The industrial sector the most supported by the Fed is the banking sector with financing rates at minus one percent interest per year. This means that when invested in T-paper with a return of 1.5% per annum, the carry trade is 2.5% per annum, a very favorable environment. If this negative funding rate turned positive, the entire financial system would experience a crisis from which it may not be able to recover.
Recently, the inflation monster has resurfaced to curb expansionary fiscal policies. The âpost-pandemicâ world is experiencing rising commodity prices. Could it be the fact that the suddenly higher global supply-supply balance has to adjust after a âquietâ period with little demand and therefore supply?
Wage inflation (total compensation) in the United States has been contained for decades. Wage and product inflation in the developed world will be brought under control by low-cost producers in emerging markets and home robotics.
However unlikely, a take-off in inflation would truncate the recovery. If prices rise faster than wages, real income and any expansion suffer.
The United States and therefore the global financial system is leaving no room for an increase in interest rates from the Fed, nor for an increase in market-induced credit spreads. Same story in Europe. So, expect rates to stay low and QE + to keep a hand under the real estate market and US businesses.
Rest of the developed world
In addition, the Bank of England has joined the trillion dollar debt party which cannot afford rising interest rates. The pandemic has added $ 1/2 trillion to Britain’s national debt. Over the next 12 months, double that figure to $ 1 trillion as the UK government has been borrowing Â£ 1.06 billion a day since the pandemic struck.
The European ECB has kept deposit rates negative for more than two years. While the ECB lacks transparency, it does not lack support for the commercial banking system. It is fair to assume that if base rates, sovereign and commercial rates as well as credit spreads increased, the European banking system would be under attack. Banks are subsidized with negative funding rates and can transact in long-term government bonds – and therefore are highly exposed. The first to disappear would be the share prices of the major banks in Germany, Spain, Italy and others.

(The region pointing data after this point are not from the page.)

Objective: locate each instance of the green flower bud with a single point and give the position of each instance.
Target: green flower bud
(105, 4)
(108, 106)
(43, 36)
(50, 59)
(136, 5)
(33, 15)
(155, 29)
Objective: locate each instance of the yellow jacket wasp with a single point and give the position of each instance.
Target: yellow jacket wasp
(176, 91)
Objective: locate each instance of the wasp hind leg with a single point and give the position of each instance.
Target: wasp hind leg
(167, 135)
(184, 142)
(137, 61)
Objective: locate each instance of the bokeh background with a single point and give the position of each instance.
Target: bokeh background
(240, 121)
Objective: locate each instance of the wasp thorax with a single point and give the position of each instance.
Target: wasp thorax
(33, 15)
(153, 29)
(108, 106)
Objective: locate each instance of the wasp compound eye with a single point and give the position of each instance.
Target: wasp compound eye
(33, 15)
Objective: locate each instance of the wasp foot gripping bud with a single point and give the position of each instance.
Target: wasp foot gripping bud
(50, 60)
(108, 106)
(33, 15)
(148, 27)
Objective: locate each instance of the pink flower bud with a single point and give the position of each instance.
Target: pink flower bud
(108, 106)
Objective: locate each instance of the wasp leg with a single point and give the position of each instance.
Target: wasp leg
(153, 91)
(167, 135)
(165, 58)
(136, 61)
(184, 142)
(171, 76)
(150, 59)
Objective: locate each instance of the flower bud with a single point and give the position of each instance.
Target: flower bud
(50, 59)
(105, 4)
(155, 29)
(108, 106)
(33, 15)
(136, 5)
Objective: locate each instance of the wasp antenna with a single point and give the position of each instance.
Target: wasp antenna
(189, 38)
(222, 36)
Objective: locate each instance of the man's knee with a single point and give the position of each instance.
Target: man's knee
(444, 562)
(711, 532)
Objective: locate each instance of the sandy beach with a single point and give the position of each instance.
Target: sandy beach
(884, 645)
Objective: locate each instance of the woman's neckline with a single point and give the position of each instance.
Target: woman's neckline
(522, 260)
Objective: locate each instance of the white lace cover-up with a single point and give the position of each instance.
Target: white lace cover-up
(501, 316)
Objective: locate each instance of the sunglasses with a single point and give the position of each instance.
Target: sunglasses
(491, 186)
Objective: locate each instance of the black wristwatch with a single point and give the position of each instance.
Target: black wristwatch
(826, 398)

For decades, Japan’s economy has been characterized by miniscule growth, low rates, and low inflation. Japan’s national debt has increased and its debt-to-GDP ratio currently stands at 256%.
Expect debt in the developed world to intuitively contravene interest rate controls. And – also counterintuitive – low interest rates will not stimulate growth and inflation. The high amounts of debt serve as an anchor.
Perhaps there is an innovative financial solution.
About the Author
Tor Svensson is the founder and president of Capital Finance International (CFI.co), which supports the UN SDGs. Tor is a senior advisor to an NGO recognized by the UN.